Smarr was a researcher tied to the study and co-author of a paper published in NPJ Digital Medicine.

The voluminous data they gathered came from people who wore Oura Rings, which record body heat, activity and pulse and the many things that indicate how you slept at night.

So, what kinds of sleep did researchers see in the data?

“There were some people for whom every night of the week it’s just one big block of sleep and it looks great,” Smarr said. “There’s some people; for one or two nights there are a couple of shorter bouts but mostly there are mostly nice bouts. There are some people for whom every night is broken up a little bit.”

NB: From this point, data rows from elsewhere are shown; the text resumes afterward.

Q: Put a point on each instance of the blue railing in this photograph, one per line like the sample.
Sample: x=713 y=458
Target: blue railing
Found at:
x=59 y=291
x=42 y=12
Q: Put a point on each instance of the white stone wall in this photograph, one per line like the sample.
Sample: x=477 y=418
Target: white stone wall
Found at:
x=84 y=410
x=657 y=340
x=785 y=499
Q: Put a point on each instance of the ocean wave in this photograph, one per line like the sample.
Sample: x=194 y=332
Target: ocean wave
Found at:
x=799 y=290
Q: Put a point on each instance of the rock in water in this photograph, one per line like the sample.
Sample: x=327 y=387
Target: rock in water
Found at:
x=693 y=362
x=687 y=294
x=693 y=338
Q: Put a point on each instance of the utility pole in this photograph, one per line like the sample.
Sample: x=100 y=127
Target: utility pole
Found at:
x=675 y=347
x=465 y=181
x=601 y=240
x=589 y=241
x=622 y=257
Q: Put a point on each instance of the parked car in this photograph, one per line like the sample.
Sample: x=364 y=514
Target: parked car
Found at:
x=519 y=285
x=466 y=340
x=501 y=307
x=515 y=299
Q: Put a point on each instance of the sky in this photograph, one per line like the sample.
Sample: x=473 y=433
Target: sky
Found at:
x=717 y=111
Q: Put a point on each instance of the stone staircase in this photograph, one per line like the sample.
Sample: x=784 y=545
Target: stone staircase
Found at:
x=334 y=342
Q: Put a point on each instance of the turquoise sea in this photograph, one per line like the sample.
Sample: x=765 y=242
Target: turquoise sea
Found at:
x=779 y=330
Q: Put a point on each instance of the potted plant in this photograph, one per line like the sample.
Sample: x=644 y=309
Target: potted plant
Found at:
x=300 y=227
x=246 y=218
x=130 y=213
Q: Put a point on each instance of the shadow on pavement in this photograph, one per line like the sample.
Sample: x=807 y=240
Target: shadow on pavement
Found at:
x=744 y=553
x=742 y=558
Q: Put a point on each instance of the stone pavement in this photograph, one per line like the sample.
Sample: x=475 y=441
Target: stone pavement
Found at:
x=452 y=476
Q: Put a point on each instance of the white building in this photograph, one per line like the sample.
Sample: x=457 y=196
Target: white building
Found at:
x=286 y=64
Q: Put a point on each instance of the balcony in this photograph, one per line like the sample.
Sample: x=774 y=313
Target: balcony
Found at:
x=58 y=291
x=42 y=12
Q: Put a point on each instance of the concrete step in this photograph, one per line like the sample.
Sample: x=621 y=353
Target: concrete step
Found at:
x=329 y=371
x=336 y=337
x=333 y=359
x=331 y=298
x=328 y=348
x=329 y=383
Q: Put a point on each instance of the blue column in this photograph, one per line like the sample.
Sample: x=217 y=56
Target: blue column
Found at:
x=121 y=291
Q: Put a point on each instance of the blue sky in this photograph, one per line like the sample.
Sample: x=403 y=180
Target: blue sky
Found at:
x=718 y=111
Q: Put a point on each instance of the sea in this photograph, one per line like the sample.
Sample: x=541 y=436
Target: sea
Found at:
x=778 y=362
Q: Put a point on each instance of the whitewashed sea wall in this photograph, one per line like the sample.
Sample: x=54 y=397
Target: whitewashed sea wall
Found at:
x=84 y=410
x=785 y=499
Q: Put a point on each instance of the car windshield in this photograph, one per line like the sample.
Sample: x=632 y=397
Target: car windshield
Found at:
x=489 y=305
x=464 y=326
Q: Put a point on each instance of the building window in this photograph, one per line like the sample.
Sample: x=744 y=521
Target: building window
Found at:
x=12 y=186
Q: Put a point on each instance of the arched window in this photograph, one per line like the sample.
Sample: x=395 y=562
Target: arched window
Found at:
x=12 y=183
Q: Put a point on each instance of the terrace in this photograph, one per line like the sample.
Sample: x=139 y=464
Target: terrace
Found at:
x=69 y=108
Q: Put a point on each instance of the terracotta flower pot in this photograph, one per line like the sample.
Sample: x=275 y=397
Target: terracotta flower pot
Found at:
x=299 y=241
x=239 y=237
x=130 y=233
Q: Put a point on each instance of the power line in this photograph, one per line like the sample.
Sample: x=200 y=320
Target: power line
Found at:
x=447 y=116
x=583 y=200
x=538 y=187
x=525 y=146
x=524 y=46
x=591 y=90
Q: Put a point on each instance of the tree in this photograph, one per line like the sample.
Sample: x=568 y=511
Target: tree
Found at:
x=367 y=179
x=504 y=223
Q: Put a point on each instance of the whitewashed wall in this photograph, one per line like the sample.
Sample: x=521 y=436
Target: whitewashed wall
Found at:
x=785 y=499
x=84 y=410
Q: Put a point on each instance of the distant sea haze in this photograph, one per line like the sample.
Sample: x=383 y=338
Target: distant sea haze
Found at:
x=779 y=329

A very small part of the sample consisted of people with highly disrupted sleep, which is called “consistent short sleep,” who may have suffered from insomnia. Disrupted sleep is when a person is awake at night for at least an hour.

The great majority of the people in the study slept quite well. They slept through the night, waking up only for a few minutes, if that.

The study made some links between sleep patterns and health problems. Some came in people who had diabetes.

“If someone has disrupted sleep that gives us some level of information that they might be diabetic,” said Varun Viswanath, lead author of the paper and a PhD student at UCSD in computer engineering.

But Viswanath, like Smarr, said knowing what sleep island people lived on was less important than knowing how and when people moved from one type of sleep to another over time. The sleep study was longitudinal, meaning it followed participants over the course of a year, taking more than just a snapshot.

Viswanath said he hopes this study will help people be healthier.

“I think the next step is going to be using this landscape and this kind of information to give people more agency over their own decisions, day to day,” he said.

He added that the people who wore the Oura Rings and participated in the study did it to help advance science, and he’d like to thank them.